Transportation Manager Chris Martinovich told the Appeal the current site — as is — has several deficiencies.

“There is insufficient protection from the elements,” he said. “In particular, the west-facing shelters lack adequate seating capacity for peak waiting loads. There is little to no shade in the late afternoon on hot summer days and minimal protection from the wind-driven rain and snow in winter.”

Because of inadequate seating, passengers are tempted to wait in the landscaping areas of the federal government building on the east side of North Plaza, Martinovich said.

“Lighting is limited to two streetlights and low lighting in the shelters,” he said. “As a result, passengers are often boarding and alighting in dark locations, adding to safety concerns.”

Martinovich added there is no restroom for drivers or passengers and no wayfinding or system information.

“Most of these can be addressed by the short-term recommendation,” he said.

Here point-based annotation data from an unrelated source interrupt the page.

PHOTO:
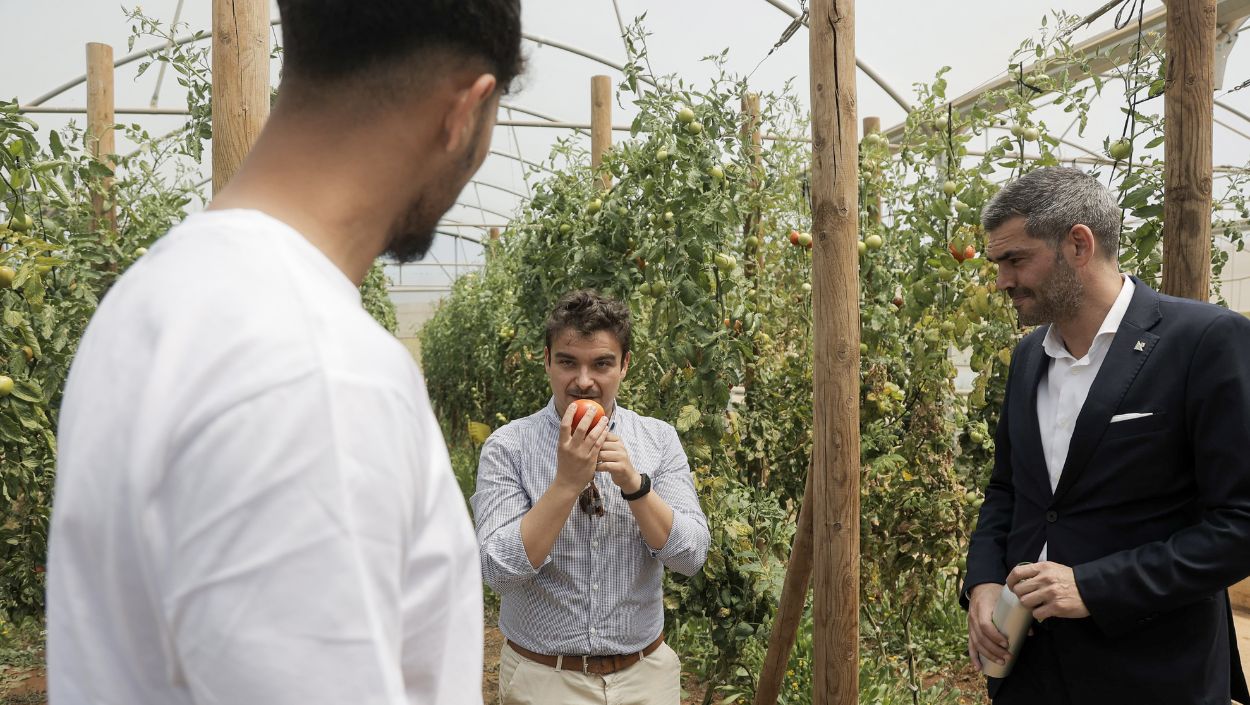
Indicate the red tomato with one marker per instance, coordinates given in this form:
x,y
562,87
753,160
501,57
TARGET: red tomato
x,y
581,406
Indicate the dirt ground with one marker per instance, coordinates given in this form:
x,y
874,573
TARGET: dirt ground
x,y
28,685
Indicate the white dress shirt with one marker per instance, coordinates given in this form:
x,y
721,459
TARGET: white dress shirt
x,y
599,590
254,501
1061,394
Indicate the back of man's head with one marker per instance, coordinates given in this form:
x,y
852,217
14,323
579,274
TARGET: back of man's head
x,y
1053,200
373,49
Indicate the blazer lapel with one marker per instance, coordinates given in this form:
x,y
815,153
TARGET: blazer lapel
x,y
1033,370
1130,348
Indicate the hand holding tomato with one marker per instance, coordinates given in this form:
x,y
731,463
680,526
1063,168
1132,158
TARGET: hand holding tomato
x,y
581,436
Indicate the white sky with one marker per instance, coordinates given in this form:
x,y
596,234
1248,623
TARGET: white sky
x,y
904,40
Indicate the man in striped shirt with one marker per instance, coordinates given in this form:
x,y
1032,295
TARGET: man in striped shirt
x,y
576,524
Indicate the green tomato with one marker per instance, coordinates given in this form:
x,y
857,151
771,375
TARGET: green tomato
x,y
1120,150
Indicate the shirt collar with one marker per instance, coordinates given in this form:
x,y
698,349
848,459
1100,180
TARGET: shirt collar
x,y
1054,344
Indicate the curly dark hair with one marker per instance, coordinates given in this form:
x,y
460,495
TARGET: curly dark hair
x,y
588,313
344,40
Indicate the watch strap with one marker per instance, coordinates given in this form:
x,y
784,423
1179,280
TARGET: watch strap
x,y
641,491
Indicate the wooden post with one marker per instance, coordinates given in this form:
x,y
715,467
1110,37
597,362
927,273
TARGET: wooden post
x,y
794,596
240,81
600,124
1188,104
835,341
99,125
874,199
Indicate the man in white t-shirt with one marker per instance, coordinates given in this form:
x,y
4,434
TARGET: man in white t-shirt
x,y
254,501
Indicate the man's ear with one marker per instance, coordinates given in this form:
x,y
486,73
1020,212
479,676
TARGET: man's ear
x,y
468,108
1083,241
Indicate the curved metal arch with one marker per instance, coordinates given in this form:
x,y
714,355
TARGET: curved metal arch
x,y
201,35
471,206
513,156
570,49
868,70
489,185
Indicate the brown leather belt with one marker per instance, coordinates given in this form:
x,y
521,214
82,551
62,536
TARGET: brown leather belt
x,y
598,665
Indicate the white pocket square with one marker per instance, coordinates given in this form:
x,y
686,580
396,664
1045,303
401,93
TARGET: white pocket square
x,y
1129,416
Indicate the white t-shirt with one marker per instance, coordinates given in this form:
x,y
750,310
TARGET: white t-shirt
x,y
254,501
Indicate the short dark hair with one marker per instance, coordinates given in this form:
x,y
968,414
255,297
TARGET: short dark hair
x,y
589,313
1051,201
331,40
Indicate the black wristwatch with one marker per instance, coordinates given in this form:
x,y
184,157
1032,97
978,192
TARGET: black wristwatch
x,y
641,491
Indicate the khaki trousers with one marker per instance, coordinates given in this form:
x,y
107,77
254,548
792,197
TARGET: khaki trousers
x,y
655,680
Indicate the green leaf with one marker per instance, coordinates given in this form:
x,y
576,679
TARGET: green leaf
x,y
688,418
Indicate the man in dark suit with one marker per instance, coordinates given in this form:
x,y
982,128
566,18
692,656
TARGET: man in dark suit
x,y
1121,470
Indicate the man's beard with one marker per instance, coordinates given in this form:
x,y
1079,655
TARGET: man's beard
x,y
413,233
1058,298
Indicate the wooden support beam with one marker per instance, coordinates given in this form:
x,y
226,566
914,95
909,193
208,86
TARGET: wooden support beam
x,y
1188,115
240,83
836,366
100,139
600,124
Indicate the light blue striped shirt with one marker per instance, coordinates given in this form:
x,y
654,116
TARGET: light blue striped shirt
x,y
599,590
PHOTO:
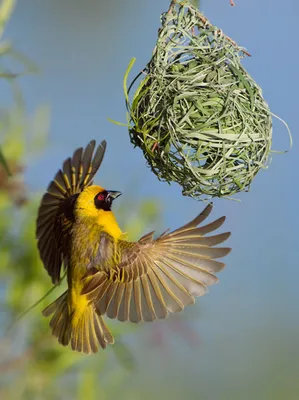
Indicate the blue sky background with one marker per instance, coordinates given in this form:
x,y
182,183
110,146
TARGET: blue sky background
x,y
249,321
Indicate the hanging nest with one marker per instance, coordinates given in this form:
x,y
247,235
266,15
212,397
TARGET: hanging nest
x,y
197,115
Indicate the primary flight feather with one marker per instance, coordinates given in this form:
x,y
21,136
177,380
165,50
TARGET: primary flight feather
x,y
108,275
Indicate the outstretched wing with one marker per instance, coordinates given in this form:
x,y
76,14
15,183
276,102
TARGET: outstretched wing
x,y
55,213
158,277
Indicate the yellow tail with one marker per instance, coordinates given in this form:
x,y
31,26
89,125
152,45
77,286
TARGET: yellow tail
x,y
87,333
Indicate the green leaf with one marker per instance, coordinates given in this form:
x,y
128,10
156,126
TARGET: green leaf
x,y
4,163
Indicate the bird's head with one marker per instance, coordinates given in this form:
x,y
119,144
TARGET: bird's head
x,y
95,201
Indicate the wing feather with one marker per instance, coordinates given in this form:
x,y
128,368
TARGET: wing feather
x,y
162,276
54,218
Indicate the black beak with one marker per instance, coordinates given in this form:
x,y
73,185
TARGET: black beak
x,y
113,194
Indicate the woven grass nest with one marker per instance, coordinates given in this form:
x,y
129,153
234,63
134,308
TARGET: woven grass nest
x,y
197,115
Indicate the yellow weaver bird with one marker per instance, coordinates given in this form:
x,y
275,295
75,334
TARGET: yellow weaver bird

That recommendation calls for small-scale improvements as soon as 2025 at an estimated cost of $234,000, which includes $100,000 allocated from the city’s redevelopment authority. Short-term improvements might include new or modified shelters to increase shade area, a fence along the property line of the federal building, new signs for route and system information, ADA compliance for sidewalks and curb ramps, lighting and street repairs.

The long-term plan proposed by LSC would cost an estimated $3.4 million and would include converting North Plaza to a one-way, northbound street to make room for a parking lane and a 1,450-square-foot building. The structure would provide passenger waiting space, restrooms, a JAC counter and operational and custodial space.

The long-term plan is just a proposal, though the city could go after federal dollars in the future, Martinovich said.

Citing a four-month dip in taxable sales — crucial revenue for the city — Mayor Lori Bagwell expressed concerns about available capital improvement funding. She explained how the long-term proposal for the site could be explored in a Board of Supervisors retreat.

“I think this is a wonderful report and a great baseline document to discuss in the retreat,” she told fellow RTC members July 12.

“Larger discussions with JAC need to occur especially as they relate to maintenance costs as well as continued redevelopment in the area,” Martinovich told the Appeal. “As result, over time we may find other locations or other existing buildings that are better suited for a long-term location with opportunities for shared costs and responsibilities.”

The discussion of JAC’s future arrives after a year-over-year bounce in JAC ridership. Martinovich said fiscal year 2020 saw 166,286 passengers, or boardings, for fixed-route service. In fiscal year 2021, amidst the pandemic, that number dropped to 132,760. Fiscal year 2022 saw a recovery with 168,519 passengers. That number is slightly below the pre-pandemic level for fiscal year 2019, which saw 175,184 passengers, according to LSC. Ridership was declining before the pandemic, but LSC said the post-pandemic trend shows “the system’s ability to recover and demonstrates a continued need for public transit in the region.”

LSC projects a new transit center would increase ridership by 7,000 passengers per year.

“The big picture is there is a lot of potential change in that area (North Plaza), so there is a lot of continued coordination with adjacent property owners that I think could be valuable over the long term,” Martinovich told RTC members July 12.